NO EVIDENCE OF WRONGDOING
Discussions on inclusive competition are highlighted here because of the recent U.S. attempts to drive Huawei, a leading privately held company in 5G network construction, out of the market, despite the lack of evidence of Huawei's alleged wrongdoing to its customers.
"Like everyone else in the industry, I'm monitoring the findings of those investigations. Many service providers have told me several times they have never found anything wrong," Stephane Teral, executive director of research and analysis and an advisor for Mobile Infrastructure and Carrier Economics at IHS Markit, told Xinhua while attending the MWC.
Earlier this month, Robert Hannigan, former head of Britain's Government Communications Headquarters, wrote in the Financial Times that "assertions that any Chinese technology in any part of a 5G network represents an unacceptable risk are nonsense."
On Feb. 20, Ciaran Martin, head of Britain's National Cyber Security Center, said in Brussels that oversight of Huawei is functioning and even problems identified with Huawei do not indicate any hostility.
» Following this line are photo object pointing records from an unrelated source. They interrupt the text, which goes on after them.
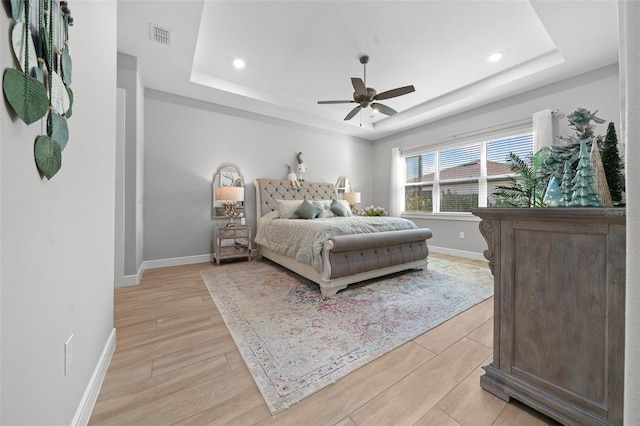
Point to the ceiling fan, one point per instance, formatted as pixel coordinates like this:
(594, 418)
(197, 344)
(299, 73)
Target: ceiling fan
(367, 96)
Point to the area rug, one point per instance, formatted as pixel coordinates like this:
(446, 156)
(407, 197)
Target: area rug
(295, 342)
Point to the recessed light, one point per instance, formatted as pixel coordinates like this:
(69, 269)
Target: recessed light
(495, 57)
(239, 63)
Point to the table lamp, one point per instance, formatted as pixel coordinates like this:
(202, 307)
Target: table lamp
(230, 195)
(352, 198)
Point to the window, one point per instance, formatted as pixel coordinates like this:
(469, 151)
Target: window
(458, 178)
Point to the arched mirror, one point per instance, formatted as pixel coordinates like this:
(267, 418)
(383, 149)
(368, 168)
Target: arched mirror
(343, 185)
(227, 175)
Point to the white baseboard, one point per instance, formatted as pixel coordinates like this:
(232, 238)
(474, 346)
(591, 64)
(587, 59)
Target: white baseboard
(460, 253)
(88, 401)
(176, 261)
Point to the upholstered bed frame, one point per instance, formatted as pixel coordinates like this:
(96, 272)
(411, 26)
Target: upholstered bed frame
(346, 259)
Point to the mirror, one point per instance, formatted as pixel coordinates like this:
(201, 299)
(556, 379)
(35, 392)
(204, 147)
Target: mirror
(228, 174)
(343, 185)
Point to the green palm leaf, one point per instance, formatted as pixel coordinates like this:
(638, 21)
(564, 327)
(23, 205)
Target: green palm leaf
(26, 95)
(48, 156)
(59, 129)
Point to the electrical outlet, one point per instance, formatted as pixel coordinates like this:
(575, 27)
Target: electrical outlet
(68, 354)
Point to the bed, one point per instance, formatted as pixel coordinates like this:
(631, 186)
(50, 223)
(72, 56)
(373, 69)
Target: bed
(342, 250)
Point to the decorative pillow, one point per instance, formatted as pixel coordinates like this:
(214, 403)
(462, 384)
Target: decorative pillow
(308, 210)
(326, 213)
(326, 208)
(341, 208)
(287, 208)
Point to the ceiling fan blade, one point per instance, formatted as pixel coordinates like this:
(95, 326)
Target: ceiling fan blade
(359, 87)
(337, 102)
(394, 92)
(383, 109)
(352, 113)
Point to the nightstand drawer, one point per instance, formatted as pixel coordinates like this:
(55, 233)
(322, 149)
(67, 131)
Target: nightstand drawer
(233, 232)
(232, 242)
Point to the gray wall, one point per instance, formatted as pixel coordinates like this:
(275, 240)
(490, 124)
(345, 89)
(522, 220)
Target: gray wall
(57, 236)
(186, 141)
(597, 90)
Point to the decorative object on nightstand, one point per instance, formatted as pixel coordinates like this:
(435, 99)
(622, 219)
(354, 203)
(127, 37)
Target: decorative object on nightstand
(302, 168)
(227, 174)
(352, 198)
(232, 241)
(230, 195)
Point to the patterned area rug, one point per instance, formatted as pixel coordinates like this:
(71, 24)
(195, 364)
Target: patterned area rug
(295, 342)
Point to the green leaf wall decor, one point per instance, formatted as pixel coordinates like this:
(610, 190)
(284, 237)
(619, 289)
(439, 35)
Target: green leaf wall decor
(42, 81)
(59, 129)
(70, 110)
(66, 68)
(48, 156)
(16, 9)
(26, 95)
(19, 46)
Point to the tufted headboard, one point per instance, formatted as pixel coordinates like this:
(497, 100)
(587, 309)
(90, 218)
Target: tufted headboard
(269, 190)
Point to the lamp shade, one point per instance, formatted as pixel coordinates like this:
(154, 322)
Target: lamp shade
(351, 197)
(230, 193)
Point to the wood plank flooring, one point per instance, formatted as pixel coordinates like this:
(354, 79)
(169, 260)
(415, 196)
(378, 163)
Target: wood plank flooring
(176, 364)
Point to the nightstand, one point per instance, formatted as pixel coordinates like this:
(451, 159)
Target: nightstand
(232, 242)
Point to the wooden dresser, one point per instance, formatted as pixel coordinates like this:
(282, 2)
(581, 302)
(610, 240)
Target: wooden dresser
(559, 298)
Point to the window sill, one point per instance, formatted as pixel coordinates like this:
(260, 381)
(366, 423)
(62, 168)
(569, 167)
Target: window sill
(464, 217)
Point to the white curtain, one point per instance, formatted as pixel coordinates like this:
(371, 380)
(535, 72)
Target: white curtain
(396, 194)
(542, 129)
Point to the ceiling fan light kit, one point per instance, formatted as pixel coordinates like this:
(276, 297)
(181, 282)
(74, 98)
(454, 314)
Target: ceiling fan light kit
(366, 96)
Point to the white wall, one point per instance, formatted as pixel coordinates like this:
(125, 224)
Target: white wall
(129, 79)
(186, 141)
(57, 236)
(597, 90)
(629, 13)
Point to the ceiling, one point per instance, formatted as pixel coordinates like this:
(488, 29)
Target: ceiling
(301, 52)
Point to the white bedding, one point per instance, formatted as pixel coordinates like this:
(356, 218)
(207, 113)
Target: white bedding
(303, 239)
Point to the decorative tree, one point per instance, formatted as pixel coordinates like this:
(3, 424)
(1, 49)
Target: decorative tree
(582, 193)
(613, 164)
(599, 177)
(565, 185)
(581, 122)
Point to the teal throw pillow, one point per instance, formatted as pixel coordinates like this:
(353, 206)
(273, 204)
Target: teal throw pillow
(340, 208)
(308, 210)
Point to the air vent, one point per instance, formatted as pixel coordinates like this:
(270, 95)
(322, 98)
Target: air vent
(160, 35)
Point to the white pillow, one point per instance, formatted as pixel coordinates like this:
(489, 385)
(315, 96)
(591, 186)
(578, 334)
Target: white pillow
(287, 208)
(326, 208)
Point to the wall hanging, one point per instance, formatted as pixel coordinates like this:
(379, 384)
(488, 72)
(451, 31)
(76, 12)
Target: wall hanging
(41, 83)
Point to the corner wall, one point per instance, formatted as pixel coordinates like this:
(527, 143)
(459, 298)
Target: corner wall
(57, 250)
(186, 141)
(629, 14)
(133, 167)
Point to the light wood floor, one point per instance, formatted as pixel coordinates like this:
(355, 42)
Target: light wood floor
(176, 363)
"As we said then, and repeat today, these problems are about standard of cyber security; they are not indicators of hostile activity by China," Martin said.
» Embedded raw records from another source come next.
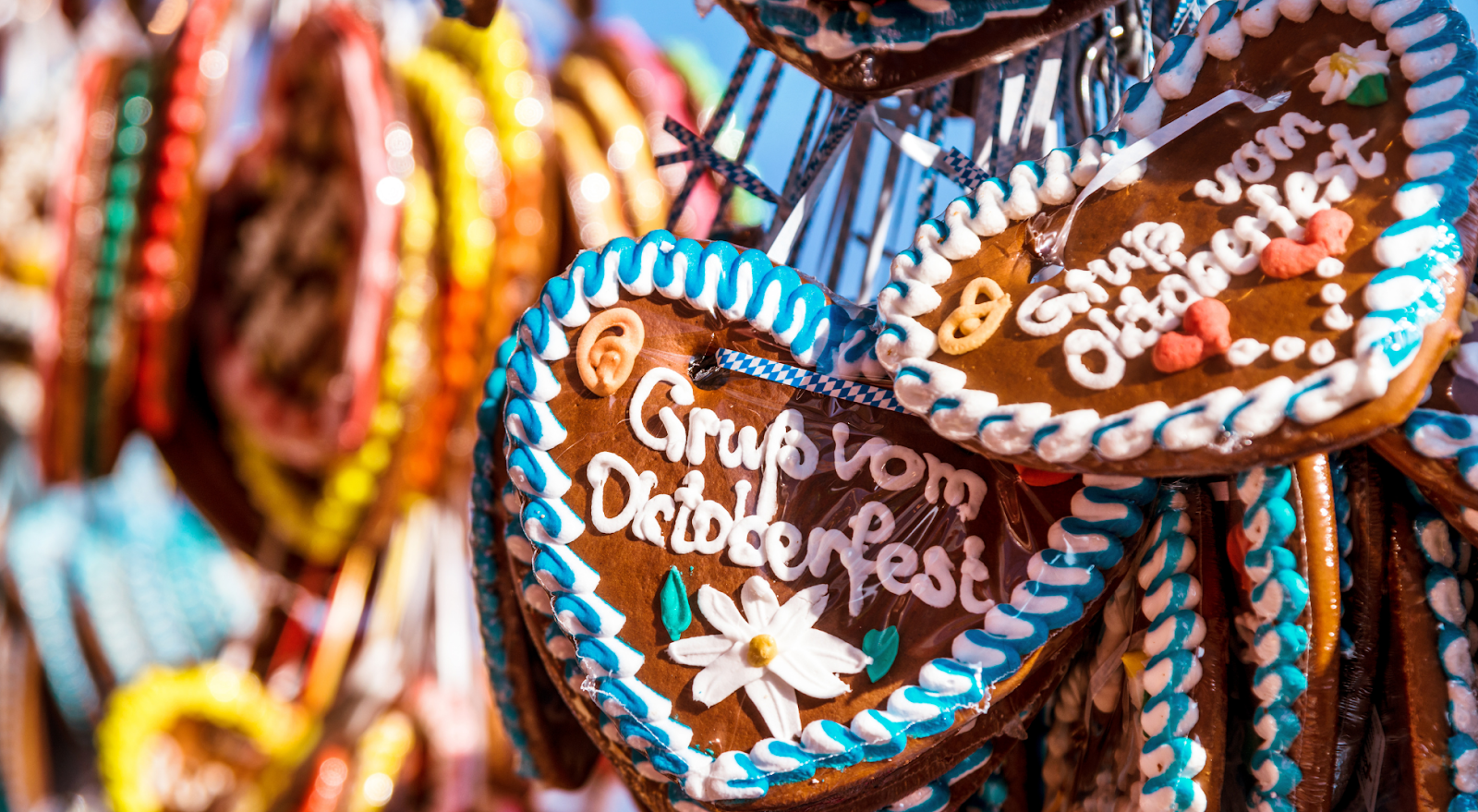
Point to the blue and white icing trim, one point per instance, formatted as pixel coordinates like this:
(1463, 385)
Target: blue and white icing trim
(1171, 756)
(721, 280)
(1278, 597)
(1450, 598)
(1445, 435)
(487, 565)
(1419, 251)
(839, 30)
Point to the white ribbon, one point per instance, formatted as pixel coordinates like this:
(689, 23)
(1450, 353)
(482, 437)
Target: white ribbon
(1149, 144)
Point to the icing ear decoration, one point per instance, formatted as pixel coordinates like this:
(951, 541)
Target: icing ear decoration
(1430, 661)
(1103, 366)
(876, 49)
(605, 361)
(802, 512)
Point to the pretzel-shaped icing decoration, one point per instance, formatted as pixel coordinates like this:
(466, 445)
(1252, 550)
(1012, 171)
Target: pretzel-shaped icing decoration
(977, 320)
(605, 361)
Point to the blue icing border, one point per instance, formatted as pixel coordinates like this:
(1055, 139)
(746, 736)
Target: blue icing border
(485, 565)
(1278, 598)
(1441, 127)
(839, 30)
(1164, 568)
(1448, 568)
(721, 280)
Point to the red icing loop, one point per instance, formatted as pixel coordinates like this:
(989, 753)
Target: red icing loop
(1042, 478)
(1177, 352)
(1238, 546)
(1208, 332)
(1325, 236)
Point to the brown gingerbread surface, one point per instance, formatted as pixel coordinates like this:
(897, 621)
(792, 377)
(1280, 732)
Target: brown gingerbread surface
(881, 71)
(1012, 524)
(1020, 367)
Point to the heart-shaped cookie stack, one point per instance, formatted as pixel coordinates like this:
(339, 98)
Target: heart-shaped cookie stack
(780, 552)
(726, 518)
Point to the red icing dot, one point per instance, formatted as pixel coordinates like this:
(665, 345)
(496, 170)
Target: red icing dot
(1042, 478)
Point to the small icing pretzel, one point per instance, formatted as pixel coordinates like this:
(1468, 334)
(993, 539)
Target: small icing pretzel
(977, 320)
(605, 361)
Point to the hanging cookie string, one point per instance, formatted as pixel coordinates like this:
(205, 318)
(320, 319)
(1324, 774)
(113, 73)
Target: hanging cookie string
(716, 123)
(1053, 248)
(812, 382)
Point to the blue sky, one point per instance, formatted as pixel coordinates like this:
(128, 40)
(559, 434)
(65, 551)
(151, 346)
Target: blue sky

"The apparent decision by the UK to proceed with Huawei, if confirmed, is a very, very big deal," Jeffrey D. Sachs, a world-renowned economist at Columbia University, told Xinhua.
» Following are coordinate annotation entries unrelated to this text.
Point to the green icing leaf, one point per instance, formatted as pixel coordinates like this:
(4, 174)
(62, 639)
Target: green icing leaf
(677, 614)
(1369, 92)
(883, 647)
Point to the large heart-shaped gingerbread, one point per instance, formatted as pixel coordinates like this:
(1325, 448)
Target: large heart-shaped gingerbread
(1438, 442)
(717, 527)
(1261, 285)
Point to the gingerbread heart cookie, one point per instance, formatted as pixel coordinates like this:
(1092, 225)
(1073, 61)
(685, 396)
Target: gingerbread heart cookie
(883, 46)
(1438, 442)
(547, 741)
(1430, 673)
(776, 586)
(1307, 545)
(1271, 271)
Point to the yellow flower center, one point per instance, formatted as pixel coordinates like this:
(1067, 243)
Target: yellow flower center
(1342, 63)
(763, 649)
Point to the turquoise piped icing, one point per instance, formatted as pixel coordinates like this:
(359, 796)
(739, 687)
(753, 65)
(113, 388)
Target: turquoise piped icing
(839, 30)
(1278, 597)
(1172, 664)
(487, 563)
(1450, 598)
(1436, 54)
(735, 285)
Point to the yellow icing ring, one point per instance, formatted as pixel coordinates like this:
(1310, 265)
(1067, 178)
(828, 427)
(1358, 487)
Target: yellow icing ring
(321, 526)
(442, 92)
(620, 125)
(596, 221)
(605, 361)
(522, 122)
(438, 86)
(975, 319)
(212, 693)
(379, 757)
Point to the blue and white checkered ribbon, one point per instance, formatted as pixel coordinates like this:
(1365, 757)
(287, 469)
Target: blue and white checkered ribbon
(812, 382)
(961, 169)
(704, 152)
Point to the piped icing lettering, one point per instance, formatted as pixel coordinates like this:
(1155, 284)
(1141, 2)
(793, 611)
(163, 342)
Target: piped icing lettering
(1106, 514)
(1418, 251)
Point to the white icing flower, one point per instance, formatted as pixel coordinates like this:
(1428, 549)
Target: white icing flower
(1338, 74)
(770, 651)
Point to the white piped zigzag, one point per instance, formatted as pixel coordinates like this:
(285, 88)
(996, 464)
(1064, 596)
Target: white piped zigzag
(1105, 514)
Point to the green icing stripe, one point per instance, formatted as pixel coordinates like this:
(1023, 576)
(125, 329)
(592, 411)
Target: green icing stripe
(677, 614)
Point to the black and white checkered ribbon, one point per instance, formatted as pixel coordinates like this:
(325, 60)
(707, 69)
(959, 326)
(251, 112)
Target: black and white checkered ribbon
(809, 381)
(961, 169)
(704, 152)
"It would have an enormous effect around the world in pushing back against the U.S. attempt to isolate Huawei," Sachs said.
Back in China, Ericsson and Nokia, Huawei's two largest foreign competitors, have maintained cooperation with Chinese companies.
On Tuesday, Ericsson announced a 5G smart harbor at the Port of Qingdao with China Unicom, one of China's major mobile operator. The company is particularly strong in mobile communications in China, with nearly half the market for mobile systems.
In November 2018, Nokia announced three separate frame agreements worth a combined value of more than 2 billion euros (2.28 billion dollars) with China Mobile, China Telecom and China Unicom, all state-owned companies.
A multi-partner presence is also a valued approach for the city of Moscow, Andrey Belozerov, a senior advisor to the Chief Information Officer of Moscow City Government, told Xinhua.
"We work with different companies, including Huawei. We do not have any fear in relation to one company or another. When selecting partners, we evaluate quality and reliability of the products they produce and services they provide," Belozerov said.
"We believe that international cooperation in the sphere of developing new expensive technologies is necessary and extremely beneficial," he said.